Algum problema? Nenhum: a opinião de Lula sobre a imprensa é um direito seu. E, sejamos justos, não partiram dele as tentativas de censura (opa, o nome oficial é "controle social da mídia"). Se as apoia, nunca se manifestou abertamente. É verdade, também, que nunca desautorizou explicitamente os adeptos da censura. Pena que há tanto tempo o ex-presidente esteja evitando falar aos meios de comunicação. Poderia transmitir seu recado para boa parte dos cidadãos - e usando para isso até mesmo os veículos que o criticam.
Coisa do TUCA
O TUCA, Teatro da Universidade Católica, ligado à PUC-SP, toma a frente de uma ótima iniciativa: o Projeto Primeira Página, que receberá grandes autores brasileiros para conversas com jornalistas, atores e público, com o objetivo de abrir um espaço de debate sobre literatura brasileira.
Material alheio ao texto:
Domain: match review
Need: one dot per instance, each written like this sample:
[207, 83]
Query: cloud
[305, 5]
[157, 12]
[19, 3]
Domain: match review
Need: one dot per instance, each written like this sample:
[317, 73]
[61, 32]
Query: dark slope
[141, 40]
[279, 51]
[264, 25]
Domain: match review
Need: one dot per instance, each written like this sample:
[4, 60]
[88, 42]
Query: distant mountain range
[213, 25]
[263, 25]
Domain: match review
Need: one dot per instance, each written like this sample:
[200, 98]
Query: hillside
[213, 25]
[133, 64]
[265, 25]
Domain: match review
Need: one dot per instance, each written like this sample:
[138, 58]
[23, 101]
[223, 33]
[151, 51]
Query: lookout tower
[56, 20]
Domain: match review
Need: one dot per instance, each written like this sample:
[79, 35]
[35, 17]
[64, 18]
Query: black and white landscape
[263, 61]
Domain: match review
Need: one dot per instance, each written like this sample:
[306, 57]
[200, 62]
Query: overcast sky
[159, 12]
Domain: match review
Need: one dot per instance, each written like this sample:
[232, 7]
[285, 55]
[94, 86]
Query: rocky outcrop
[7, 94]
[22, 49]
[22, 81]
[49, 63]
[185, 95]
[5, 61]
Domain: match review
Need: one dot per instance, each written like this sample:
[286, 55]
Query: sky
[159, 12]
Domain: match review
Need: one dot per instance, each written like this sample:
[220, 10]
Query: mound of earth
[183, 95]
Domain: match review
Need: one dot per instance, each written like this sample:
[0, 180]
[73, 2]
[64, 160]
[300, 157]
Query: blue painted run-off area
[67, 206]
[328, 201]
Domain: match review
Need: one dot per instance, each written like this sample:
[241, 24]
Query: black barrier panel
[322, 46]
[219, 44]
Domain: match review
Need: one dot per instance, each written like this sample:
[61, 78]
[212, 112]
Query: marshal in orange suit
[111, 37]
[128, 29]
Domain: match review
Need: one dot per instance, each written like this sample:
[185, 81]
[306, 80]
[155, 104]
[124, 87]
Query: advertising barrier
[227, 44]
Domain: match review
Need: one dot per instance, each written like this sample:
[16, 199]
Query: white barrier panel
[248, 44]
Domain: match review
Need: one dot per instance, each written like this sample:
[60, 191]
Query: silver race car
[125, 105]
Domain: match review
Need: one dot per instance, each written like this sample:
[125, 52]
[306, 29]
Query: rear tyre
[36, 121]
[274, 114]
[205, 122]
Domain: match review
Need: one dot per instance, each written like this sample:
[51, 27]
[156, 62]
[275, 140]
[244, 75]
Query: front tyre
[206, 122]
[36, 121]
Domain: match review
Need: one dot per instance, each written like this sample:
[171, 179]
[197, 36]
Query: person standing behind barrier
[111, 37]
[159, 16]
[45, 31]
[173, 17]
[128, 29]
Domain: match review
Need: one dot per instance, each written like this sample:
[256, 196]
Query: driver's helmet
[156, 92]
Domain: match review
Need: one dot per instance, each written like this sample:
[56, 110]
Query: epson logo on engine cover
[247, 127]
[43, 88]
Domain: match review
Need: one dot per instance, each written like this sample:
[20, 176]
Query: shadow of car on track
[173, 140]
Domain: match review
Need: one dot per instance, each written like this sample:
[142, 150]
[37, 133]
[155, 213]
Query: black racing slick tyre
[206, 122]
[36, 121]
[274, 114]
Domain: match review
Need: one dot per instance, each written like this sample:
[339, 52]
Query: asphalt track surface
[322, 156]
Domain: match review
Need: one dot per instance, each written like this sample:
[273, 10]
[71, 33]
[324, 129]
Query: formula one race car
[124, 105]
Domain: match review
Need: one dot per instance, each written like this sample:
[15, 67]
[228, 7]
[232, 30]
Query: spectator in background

O primeiro autor convidado foi o poeta e jornalista Ferreira Gullar (Poema Sujo), neste 20 de agosto. Com ele estiveram a jornalista Mona Dorf, os atores Elifas Andreato e Regina Braga e os produtores e idealizadores do projeto, Cândida Morales e Clovys Torres.
O segundo encontro se realizará em 1º de outubro: a poeta Adélia Prado será a entrevistada, tendo ao lado a professora Ana Salles, coordenadora e do Departamento de Arte da PUC-SP. O projeto pode ser acompanhado no site www.primeirapagina.art.br; no Facebook, em facebook.com/pages/Primeira-Página; no twitter, em twitter.com/primpagina. Os ingressos podem ser comprados na bilheteria do TUCA, nas lojas da Livraria da Vila e no Ingresso Rápido, telefone (11) 4003-1212 ou site www.ingressorapido.com.br
História na TV
Outra boa iniciativa: o jornalista Paulo Markun está gravando Retrovisor, série de 13 episódios da História do Brasil que irá ao ar no primeiro semestre de 2014, no Canal Brasil. Funciona como um talk-show em que Markun entrevista personagens históricos (o primeiro será Anita Garibaldi, interpretada por Lucienne Guedes).
O programa é gravado na Biblioteca Mário de Andrade, SP.
Doce vida
A biografia do empresário Celso Ricardo de Moraes, dono da Kopenhagen, Cacau Brasil e Dan Top, escrita pelo jornalista Elias Awad, será lançada na quinta-feira, 22, na Livraria da Vila do Shopping JK, em SP. Além do livro, o comprador recebe um CD com as canções compostas por Moraes e cantadas por ele.